En esta última idea de combinatoria pop, la idea y el peso gravitante de Estados Unidos pasaban a ser otro elemento esencial de su imaginario. Si, como indicaba Serge Daney, decir “cine estadounidense” era una especie de redundancia, el espacio fantasioso de las películas de Ōbayashi siempre estaba contaminado por esta idea de cine que remite a las fantasías americanas. Si los cielos imposibles del japonés eran capaces de hacer que los de Douglas Sirk parecieran realistas, era justamente debido a que sus personajes imaginaban a través de la herencia del cine. Los tonos del Technicolor volvían con una intensidad inédita. Los nombres de las chicas de Hausu (Kung Fu, Fantasy, Melody, Sweet y Mac) eran otra muestra de esta imposibilidad de escapar del imaginario conformado por el país “enemigo”.

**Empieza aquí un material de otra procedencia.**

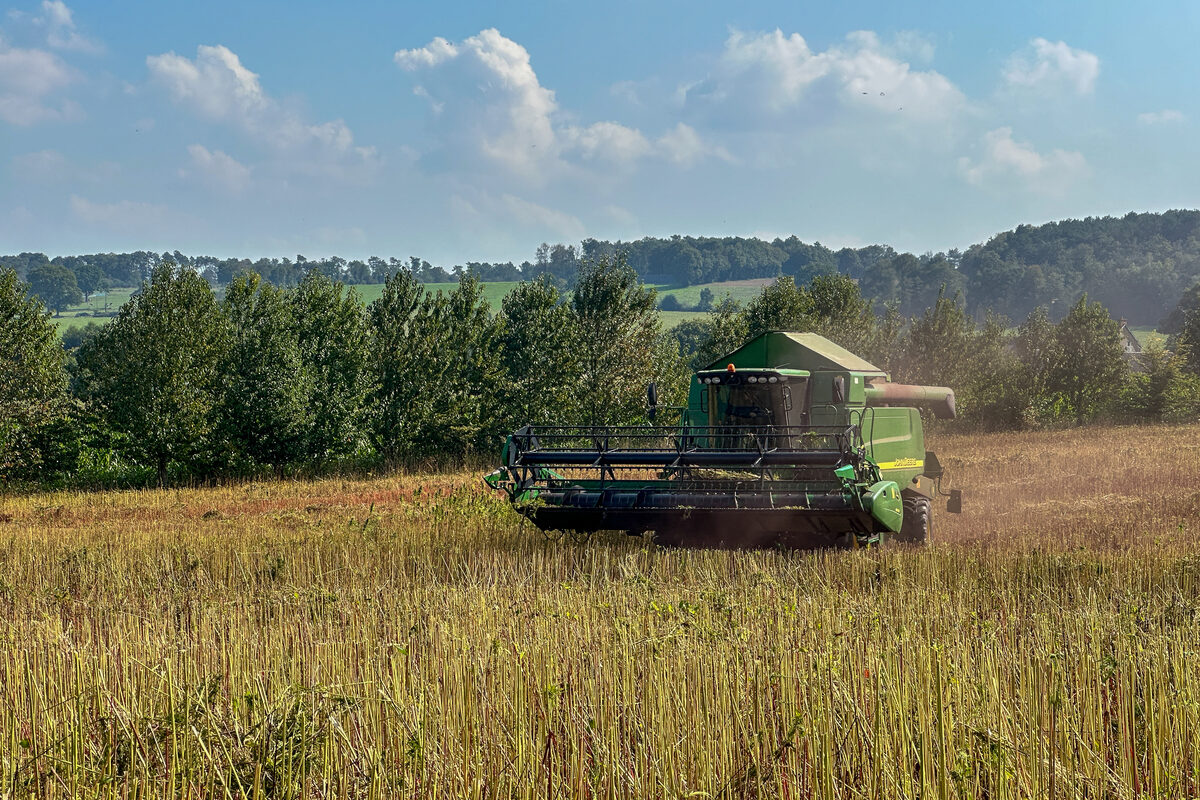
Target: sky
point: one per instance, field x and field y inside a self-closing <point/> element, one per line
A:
<point x="475" y="131"/>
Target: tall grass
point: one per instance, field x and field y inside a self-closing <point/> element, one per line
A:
<point x="407" y="637"/>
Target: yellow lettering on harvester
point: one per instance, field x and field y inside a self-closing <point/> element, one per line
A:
<point x="903" y="463"/>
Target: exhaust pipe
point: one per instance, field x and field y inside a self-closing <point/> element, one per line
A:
<point x="937" y="398"/>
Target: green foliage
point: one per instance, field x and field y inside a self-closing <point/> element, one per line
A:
<point x="435" y="371"/>
<point x="939" y="347"/>
<point x="1163" y="390"/>
<point x="781" y="306"/>
<point x="267" y="391"/>
<point x="153" y="374"/>
<point x="840" y="313"/>
<point x="1183" y="323"/>
<point x="90" y="278"/>
<point x="57" y="286"/>
<point x="945" y="348"/>
<point x="331" y="334"/>
<point x="617" y="330"/>
<point x="539" y="365"/>
<point x="37" y="439"/>
<point x="1090" y="367"/>
<point x="670" y="302"/>
<point x="395" y="322"/>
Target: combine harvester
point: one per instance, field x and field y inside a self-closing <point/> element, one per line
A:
<point x="789" y="440"/>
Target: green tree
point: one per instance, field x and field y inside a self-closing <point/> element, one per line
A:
<point x="264" y="410"/>
<point x="939" y="346"/>
<point x="90" y="278"/>
<point x="1183" y="323"/>
<point x="331" y="331"/>
<point x="57" y="286"/>
<point x="617" y="329"/>
<point x="1163" y="390"/>
<point x="538" y="358"/>
<point x="781" y="306"/>
<point x="840" y="313"/>
<point x="436" y="372"/>
<point x="153" y="374"/>
<point x="723" y="331"/>
<point x="37" y="438"/>
<point x="1037" y="349"/>
<point x="397" y="379"/>
<point x="1091" y="364"/>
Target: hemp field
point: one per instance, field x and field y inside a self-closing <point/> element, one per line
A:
<point x="403" y="637"/>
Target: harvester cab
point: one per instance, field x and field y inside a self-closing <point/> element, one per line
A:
<point x="790" y="440"/>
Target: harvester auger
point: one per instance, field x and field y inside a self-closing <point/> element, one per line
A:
<point x="787" y="440"/>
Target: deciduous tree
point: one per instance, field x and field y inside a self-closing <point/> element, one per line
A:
<point x="153" y="374"/>
<point x="36" y="437"/>
<point x="57" y="286"/>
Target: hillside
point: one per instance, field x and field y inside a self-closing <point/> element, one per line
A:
<point x="1138" y="265"/>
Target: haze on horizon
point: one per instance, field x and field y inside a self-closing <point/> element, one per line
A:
<point x="475" y="133"/>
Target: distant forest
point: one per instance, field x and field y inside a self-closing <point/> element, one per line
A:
<point x="1137" y="265"/>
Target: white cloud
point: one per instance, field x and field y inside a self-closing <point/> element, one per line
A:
<point x="219" y="169"/>
<point x="607" y="140"/>
<point x="1053" y="67"/>
<point x="483" y="211"/>
<point x="41" y="166"/>
<point x="124" y="215"/>
<point x="684" y="146"/>
<point x="763" y="76"/>
<point x="1006" y="158"/>
<point x="60" y="29"/>
<point x="29" y="79"/>
<point x="220" y="88"/>
<point x="489" y="108"/>
<point x="1161" y="118"/>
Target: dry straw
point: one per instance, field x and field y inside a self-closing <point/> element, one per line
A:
<point x="405" y="637"/>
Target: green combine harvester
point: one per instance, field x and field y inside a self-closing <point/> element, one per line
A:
<point x="789" y="440"/>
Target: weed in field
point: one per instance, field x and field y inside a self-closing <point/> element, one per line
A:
<point x="403" y="637"/>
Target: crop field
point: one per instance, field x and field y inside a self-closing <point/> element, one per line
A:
<point x="407" y="637"/>
<point x="100" y="308"/>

Por si el rodaje de Hanagatami no fuese suficiente hazaña, Ōbayashi fue capaz de terminar otra película que, como ocurre con algunas obras finales, pareciera resumir todos estos temas, al menos por lo que sugiere leer su sinopsis. Volviendo a Onimichi, su ciudad natal, Laberinto de cine (2019) trata sobre un grupo de jóvenes que recorren eventos de la historia japonesa a través del cine. Nuevamente el cine aparece como la fantasía ideal para perseguir el imposible de recrear las consecuencias de la bomba atómica. Las películas finales de Ōbayashi, siguiendo el hilo conductor de su primer largometraje, siguen intentando traer de vuelta a los jóvenes de ayer.
He visto solo cuatro de los más de cuarenta largometrajes producidos por Ōbayashi. Con su muerte, si tenemos suerte, quizás empiecen a aparecer más películas disponibles dentro de lo poco que se encuentre en la red. Hasta que eso ocurra, la importancia y particularidad de Ōbayashi serán todavía una tarea pendiente.